Ruby Giulia si aggiunge a Ruby Bea di Firenze come secondo hotel del gruppo in Italia, in un portafoglio che conta attualmente 21 strutture operative e 16 in sviluppo in tutta Europa. Concepito come un rifugio urbano nel cuore della città, Ruby Giulia offre 164 camere in quattro categorie: Cosy, Lovely, Wow e Loft, con dimensioni che vanno dai 17 ai 31 metri quadrati. La struttura vanta anche un bar e caffè aperti 24 ore su 24, accoglienti aree lounge che si integrano perfettamente con il quartiere e una terrazza panoramica che offre una vista mozzafiato sulla Città Eterna.
L’edificio romano, a pochi passi da Piazza Venezia, custodiva un tempo i segreti della sicurezza interna italiana. Ruby Group ha scelto di non cancellare questa identità, ma di trasformarla in narrazione progettuale. La scalinata in marmo originale che percorre il corpo di tutto l’edificio è rimasta intatta, testimonianza tangibile della storia istituzionale del palazzo e filo conduttore tra passato e presente.
Il concept “From Rome with Love” non è casuale: trae ispirazione dal glamour e dal mistero degli spy thriller degli anni ’70, riflettendo con eleganza e un tocco di ironia il passato dell’edificio nell’ambito della sicurezza. Gli interni giocano con l’immaginario delle indagini e dello spionaggio attraverso dettagli scenografici sorprendenti: una parete è dedicata a teste di manichino adornate con parrucche, baffi e occhiali dalle fogge più disparate, un chiaro richiamo al mondo dei travestimenti e delle identità segrete. Un’altra parete riproduce un’autentica bacheca investigativa con foto, appunti e connessioni, come se un’indagine fosse ancora in corso tra quelle mura.

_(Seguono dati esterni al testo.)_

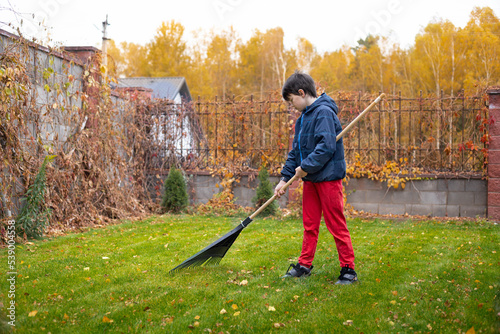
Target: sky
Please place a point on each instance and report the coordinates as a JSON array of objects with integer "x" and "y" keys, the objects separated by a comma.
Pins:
[{"x": 328, "y": 24}]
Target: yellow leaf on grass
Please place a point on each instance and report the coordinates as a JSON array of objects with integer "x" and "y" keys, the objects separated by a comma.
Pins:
[
  {"x": 471, "y": 331},
  {"x": 106, "y": 319}
]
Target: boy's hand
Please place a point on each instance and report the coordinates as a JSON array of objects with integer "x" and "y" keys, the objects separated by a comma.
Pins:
[
  {"x": 300, "y": 172},
  {"x": 279, "y": 191}
]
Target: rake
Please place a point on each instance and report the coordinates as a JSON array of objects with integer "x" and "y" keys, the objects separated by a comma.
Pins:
[{"x": 213, "y": 253}]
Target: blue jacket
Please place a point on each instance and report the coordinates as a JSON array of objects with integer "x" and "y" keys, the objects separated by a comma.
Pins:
[{"x": 314, "y": 146}]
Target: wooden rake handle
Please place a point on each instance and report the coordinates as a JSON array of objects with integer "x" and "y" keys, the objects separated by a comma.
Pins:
[{"x": 340, "y": 135}]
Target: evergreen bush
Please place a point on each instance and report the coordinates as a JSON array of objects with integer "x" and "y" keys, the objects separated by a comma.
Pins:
[
  {"x": 175, "y": 196},
  {"x": 35, "y": 216},
  {"x": 264, "y": 192}
]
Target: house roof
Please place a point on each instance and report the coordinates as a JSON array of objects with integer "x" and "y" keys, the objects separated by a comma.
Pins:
[{"x": 166, "y": 87}]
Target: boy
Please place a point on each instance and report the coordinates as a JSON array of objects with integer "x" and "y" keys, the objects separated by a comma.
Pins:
[{"x": 318, "y": 159}]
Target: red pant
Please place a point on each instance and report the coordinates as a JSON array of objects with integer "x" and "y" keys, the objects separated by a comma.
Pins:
[{"x": 326, "y": 198}]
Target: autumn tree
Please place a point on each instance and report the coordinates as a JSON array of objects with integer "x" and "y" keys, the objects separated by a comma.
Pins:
[{"x": 483, "y": 54}]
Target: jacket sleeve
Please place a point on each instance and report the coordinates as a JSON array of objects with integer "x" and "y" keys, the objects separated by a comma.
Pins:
[
  {"x": 325, "y": 142},
  {"x": 288, "y": 170}
]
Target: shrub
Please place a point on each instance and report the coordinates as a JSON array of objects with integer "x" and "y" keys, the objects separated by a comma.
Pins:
[
  {"x": 264, "y": 192},
  {"x": 35, "y": 216},
  {"x": 175, "y": 197}
]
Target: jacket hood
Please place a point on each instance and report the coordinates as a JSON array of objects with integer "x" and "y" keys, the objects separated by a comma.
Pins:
[{"x": 323, "y": 100}]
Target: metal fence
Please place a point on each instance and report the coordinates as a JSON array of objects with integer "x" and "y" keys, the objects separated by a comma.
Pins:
[{"x": 432, "y": 133}]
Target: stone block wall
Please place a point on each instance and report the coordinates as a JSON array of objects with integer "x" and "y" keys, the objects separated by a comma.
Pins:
[{"x": 434, "y": 198}]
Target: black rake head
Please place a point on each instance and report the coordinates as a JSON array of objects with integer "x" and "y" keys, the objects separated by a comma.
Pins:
[{"x": 213, "y": 254}]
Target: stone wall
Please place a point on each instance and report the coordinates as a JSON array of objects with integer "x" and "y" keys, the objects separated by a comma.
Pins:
[
  {"x": 435, "y": 197},
  {"x": 440, "y": 197}
]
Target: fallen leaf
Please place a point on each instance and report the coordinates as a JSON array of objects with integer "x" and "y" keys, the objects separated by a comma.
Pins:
[
  {"x": 348, "y": 322},
  {"x": 471, "y": 331},
  {"x": 106, "y": 319}
]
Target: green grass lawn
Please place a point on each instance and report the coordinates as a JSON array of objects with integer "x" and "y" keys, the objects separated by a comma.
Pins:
[{"x": 416, "y": 276}]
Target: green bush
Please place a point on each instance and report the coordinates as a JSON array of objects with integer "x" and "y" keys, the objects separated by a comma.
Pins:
[
  {"x": 264, "y": 192},
  {"x": 175, "y": 196},
  {"x": 35, "y": 216}
]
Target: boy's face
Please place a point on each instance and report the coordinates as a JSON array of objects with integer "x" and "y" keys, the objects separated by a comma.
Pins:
[{"x": 299, "y": 102}]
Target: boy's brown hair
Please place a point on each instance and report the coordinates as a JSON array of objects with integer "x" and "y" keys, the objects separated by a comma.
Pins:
[{"x": 296, "y": 81}]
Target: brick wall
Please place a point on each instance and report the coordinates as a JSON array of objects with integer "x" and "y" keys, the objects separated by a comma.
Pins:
[{"x": 494, "y": 156}]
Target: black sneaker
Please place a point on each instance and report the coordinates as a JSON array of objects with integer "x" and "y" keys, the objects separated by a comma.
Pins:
[
  {"x": 297, "y": 271},
  {"x": 347, "y": 276}
]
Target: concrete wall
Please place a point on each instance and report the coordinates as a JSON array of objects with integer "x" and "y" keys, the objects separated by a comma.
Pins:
[{"x": 435, "y": 198}]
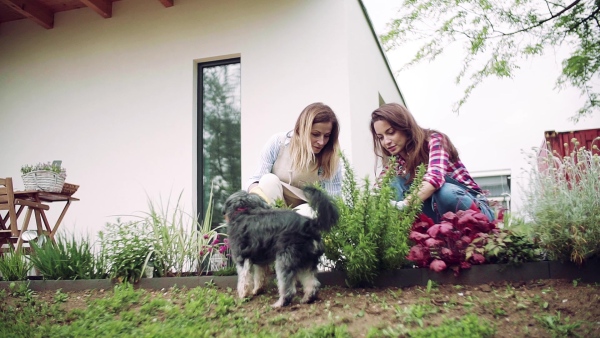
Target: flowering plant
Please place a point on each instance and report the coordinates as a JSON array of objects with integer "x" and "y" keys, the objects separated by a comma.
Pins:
[
  {"x": 562, "y": 201},
  {"x": 456, "y": 243}
]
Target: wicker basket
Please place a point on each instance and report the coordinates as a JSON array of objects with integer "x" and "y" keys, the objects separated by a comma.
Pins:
[
  {"x": 69, "y": 189},
  {"x": 44, "y": 180}
]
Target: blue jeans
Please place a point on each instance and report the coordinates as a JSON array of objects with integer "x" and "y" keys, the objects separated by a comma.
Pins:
[{"x": 452, "y": 196}]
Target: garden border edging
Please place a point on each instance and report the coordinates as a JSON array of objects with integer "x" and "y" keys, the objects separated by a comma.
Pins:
[{"x": 589, "y": 272}]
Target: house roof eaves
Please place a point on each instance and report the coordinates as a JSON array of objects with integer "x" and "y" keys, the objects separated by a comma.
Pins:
[{"x": 387, "y": 63}]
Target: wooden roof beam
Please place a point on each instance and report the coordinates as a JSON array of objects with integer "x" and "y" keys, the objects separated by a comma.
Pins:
[
  {"x": 166, "y": 3},
  {"x": 102, "y": 7},
  {"x": 33, "y": 10}
]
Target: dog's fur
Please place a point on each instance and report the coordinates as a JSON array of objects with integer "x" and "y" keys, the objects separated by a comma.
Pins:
[{"x": 260, "y": 235}]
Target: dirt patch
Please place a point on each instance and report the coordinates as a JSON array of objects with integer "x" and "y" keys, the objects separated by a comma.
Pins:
[{"x": 515, "y": 309}]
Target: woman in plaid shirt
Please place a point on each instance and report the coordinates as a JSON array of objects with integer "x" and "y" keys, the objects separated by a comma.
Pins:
[{"x": 447, "y": 185}]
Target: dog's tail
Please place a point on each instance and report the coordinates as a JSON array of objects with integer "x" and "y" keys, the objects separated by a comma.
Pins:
[{"x": 327, "y": 212}]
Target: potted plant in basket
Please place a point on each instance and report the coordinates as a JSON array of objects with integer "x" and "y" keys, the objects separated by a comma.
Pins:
[{"x": 49, "y": 176}]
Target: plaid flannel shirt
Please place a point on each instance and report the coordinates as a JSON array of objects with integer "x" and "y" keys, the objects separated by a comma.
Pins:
[{"x": 439, "y": 166}]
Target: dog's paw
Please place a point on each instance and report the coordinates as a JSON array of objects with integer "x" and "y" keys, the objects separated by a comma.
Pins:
[{"x": 307, "y": 299}]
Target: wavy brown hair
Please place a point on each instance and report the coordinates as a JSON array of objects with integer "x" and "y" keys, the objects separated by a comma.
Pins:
[
  {"x": 300, "y": 147},
  {"x": 417, "y": 144}
]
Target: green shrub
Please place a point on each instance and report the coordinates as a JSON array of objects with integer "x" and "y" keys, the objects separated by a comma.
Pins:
[
  {"x": 65, "y": 259},
  {"x": 14, "y": 266},
  {"x": 173, "y": 238},
  {"x": 563, "y": 202},
  {"x": 127, "y": 247},
  {"x": 371, "y": 235},
  {"x": 510, "y": 246}
]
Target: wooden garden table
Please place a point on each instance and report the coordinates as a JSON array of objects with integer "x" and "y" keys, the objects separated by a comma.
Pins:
[{"x": 43, "y": 225}]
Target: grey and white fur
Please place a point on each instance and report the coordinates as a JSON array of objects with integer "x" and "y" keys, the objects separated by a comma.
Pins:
[{"x": 260, "y": 235}]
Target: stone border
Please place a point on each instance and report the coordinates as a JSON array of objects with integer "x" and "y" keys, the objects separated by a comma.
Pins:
[{"x": 478, "y": 274}]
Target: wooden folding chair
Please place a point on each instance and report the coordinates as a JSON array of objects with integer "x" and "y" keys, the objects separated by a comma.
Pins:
[{"x": 10, "y": 233}]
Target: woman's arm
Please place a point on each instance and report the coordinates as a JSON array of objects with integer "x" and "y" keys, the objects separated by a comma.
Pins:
[
  {"x": 268, "y": 156},
  {"x": 436, "y": 168}
]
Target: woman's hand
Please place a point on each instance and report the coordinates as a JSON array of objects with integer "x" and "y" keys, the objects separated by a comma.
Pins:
[
  {"x": 425, "y": 191},
  {"x": 255, "y": 184}
]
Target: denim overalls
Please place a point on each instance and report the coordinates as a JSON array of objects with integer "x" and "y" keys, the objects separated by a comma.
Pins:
[{"x": 451, "y": 196}]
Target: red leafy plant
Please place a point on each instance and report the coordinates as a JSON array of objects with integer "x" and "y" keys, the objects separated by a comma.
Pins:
[{"x": 456, "y": 242}]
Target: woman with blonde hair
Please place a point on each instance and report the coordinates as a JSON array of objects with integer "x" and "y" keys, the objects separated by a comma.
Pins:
[
  {"x": 306, "y": 155},
  {"x": 447, "y": 184}
]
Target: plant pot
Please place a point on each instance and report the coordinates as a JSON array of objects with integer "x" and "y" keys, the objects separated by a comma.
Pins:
[{"x": 149, "y": 271}]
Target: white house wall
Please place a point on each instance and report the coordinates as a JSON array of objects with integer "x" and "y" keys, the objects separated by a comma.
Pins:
[
  {"x": 115, "y": 99},
  {"x": 369, "y": 77}
]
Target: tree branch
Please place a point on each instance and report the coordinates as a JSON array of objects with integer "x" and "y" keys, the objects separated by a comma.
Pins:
[{"x": 540, "y": 22}]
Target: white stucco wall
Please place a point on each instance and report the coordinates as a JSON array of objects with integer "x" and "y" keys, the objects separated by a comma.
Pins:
[{"x": 115, "y": 99}]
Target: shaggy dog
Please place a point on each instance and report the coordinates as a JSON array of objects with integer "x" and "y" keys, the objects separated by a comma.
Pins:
[{"x": 260, "y": 235}]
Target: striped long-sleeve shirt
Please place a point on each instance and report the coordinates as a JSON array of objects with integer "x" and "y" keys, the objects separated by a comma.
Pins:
[
  {"x": 439, "y": 166},
  {"x": 269, "y": 154}
]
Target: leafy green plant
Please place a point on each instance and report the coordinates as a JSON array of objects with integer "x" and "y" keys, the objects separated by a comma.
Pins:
[
  {"x": 14, "y": 266},
  {"x": 468, "y": 326},
  {"x": 128, "y": 247},
  {"x": 66, "y": 258},
  {"x": 508, "y": 246},
  {"x": 173, "y": 233},
  {"x": 25, "y": 169},
  {"x": 563, "y": 202},
  {"x": 371, "y": 235}
]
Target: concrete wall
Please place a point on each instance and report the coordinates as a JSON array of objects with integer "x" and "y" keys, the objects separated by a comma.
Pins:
[{"x": 115, "y": 99}]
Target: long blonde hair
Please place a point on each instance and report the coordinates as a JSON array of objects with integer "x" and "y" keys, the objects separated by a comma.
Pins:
[
  {"x": 417, "y": 144},
  {"x": 300, "y": 147}
]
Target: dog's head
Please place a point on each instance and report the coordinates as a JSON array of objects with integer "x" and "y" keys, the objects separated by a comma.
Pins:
[{"x": 241, "y": 201}]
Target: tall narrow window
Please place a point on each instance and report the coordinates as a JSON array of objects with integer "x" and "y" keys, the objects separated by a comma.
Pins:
[{"x": 219, "y": 165}]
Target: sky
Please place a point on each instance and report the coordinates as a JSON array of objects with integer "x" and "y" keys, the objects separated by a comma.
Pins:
[{"x": 503, "y": 120}]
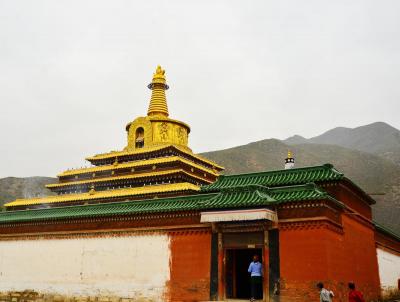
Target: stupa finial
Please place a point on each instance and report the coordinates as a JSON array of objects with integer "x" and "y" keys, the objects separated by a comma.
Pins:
[{"x": 158, "y": 101}]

Specchi strategicamente posizionati su pareti e soffitti creano prospettive cangianti e scorci inaspettati – un ulteriore omaggio al mondo delle spie e dell’osservazione segreta. Le tonalità verde smeraldo intenso, arancio bruciato e rosso, unite a superfici in terrazzo, accenti in ottone e texture di velluto, evocano l’atmosfera cinematografica di Fellini e dei grandi registi romani, trasformando ogni spazio in un set cinematografico in attesa della prossima scena.
La scelta di Ruby Group – dal 2025 parte del portfolio di IHG Hotels & Resorts – di preservare elementi architettonici originali come la scalinata in marmo non è solo un vezzo estetico, ma riflette un approccio sostenibile e rispettoso alla rigenerazione urbana. In un’epoca in cui il patrimonio edilizio storico rischia spesso la demolizione, Ruby Giulia dimostra come sia possibile coniugare modernità e memoria, funzionalità contemporanea e rispetto per l’identità dei luoghi.